The Government should create an “early warning system” to prevent savers running out of cash in retirement, according to think-tank the Social Market Foundation.
In a report published today, the think-tank says the Government should closely monitor pension balances, consumer behaviour and the take-up of guidance and advice.
It says policymakers could then intervene for consumers deemed at risk of making poor decisions.
This could involve initiatives to make retirees think twice before making one-off decisions such as large withdrawals, and a financial health check midway through retirement.
The report analyses the retirement experience of the US and Australia – where very few retirees buy an annuity – and applies lessons to the UK.

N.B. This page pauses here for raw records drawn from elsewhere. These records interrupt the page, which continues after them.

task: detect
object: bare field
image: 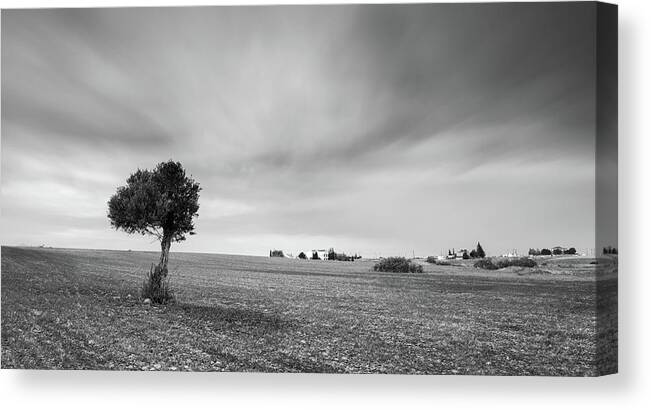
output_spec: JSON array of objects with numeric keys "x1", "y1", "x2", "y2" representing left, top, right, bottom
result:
[{"x1": 1, "y1": 247, "x2": 617, "y2": 376}]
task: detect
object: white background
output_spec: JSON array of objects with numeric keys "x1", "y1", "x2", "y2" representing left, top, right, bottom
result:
[{"x1": 0, "y1": 0, "x2": 651, "y2": 410}]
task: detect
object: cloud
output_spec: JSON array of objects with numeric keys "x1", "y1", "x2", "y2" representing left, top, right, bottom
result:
[{"x1": 2, "y1": 3, "x2": 595, "y2": 253}]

It says on average, Australians preserve their pension wealth by consuming only 1 per cent each year. But a substantial minority of Australians consume their pension pots very quickly, with 25 per cent of individuals exhausting their pension pots by age 70 and 40 per cent by age 75.

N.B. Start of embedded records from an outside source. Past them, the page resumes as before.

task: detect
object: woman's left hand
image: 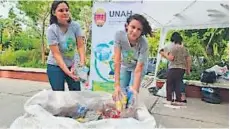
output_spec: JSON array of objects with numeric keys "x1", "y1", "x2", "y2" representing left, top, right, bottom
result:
[{"x1": 130, "y1": 86, "x2": 138, "y2": 95}]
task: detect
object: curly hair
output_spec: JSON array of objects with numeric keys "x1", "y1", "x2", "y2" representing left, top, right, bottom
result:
[
  {"x1": 50, "y1": 0, "x2": 71, "y2": 25},
  {"x1": 126, "y1": 14, "x2": 152, "y2": 36}
]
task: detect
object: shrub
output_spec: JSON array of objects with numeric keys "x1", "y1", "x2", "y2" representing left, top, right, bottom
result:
[{"x1": 0, "y1": 48, "x2": 17, "y2": 66}]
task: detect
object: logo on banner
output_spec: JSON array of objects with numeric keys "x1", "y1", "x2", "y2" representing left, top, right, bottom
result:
[{"x1": 94, "y1": 8, "x2": 106, "y2": 27}]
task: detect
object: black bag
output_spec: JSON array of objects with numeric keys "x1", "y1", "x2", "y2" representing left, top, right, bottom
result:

Evidence from the US suggests that, on average, retirees draw on their pension savings relatively quickly, at a withdrawal rate of 8 per cent per year.
The Social Market Foundation says that following what it calls the “cautious Australian” model means retirees have lower incomes, and leads to subdued demand across the broader economy.

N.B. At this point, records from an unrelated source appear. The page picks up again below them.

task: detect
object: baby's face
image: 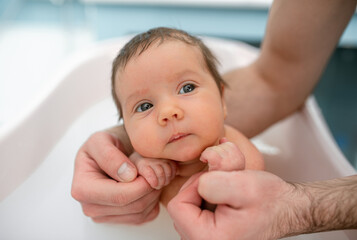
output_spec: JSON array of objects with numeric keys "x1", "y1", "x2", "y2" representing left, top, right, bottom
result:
[{"x1": 115, "y1": 41, "x2": 226, "y2": 161}]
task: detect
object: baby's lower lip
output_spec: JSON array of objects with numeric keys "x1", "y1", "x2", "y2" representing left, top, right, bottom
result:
[{"x1": 169, "y1": 133, "x2": 190, "y2": 143}]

Social Market Foundation director of research Nigel Keohane says: “Pension freedoms may be new to the UK but such approaches have been well tried and tested elsewhere.
“Our research into the experiences of Australia and the US provides evidence on the range of long-term risks facing retirees and the state, whether that is exhausting a pension pot early, low standards of living in later life or taxpayers picking up the bill for more means-tested benefits.
“We need to introduce an early warning system to monitor retirement decisions, understand the long-term implications and ensure consumers receive the right support.”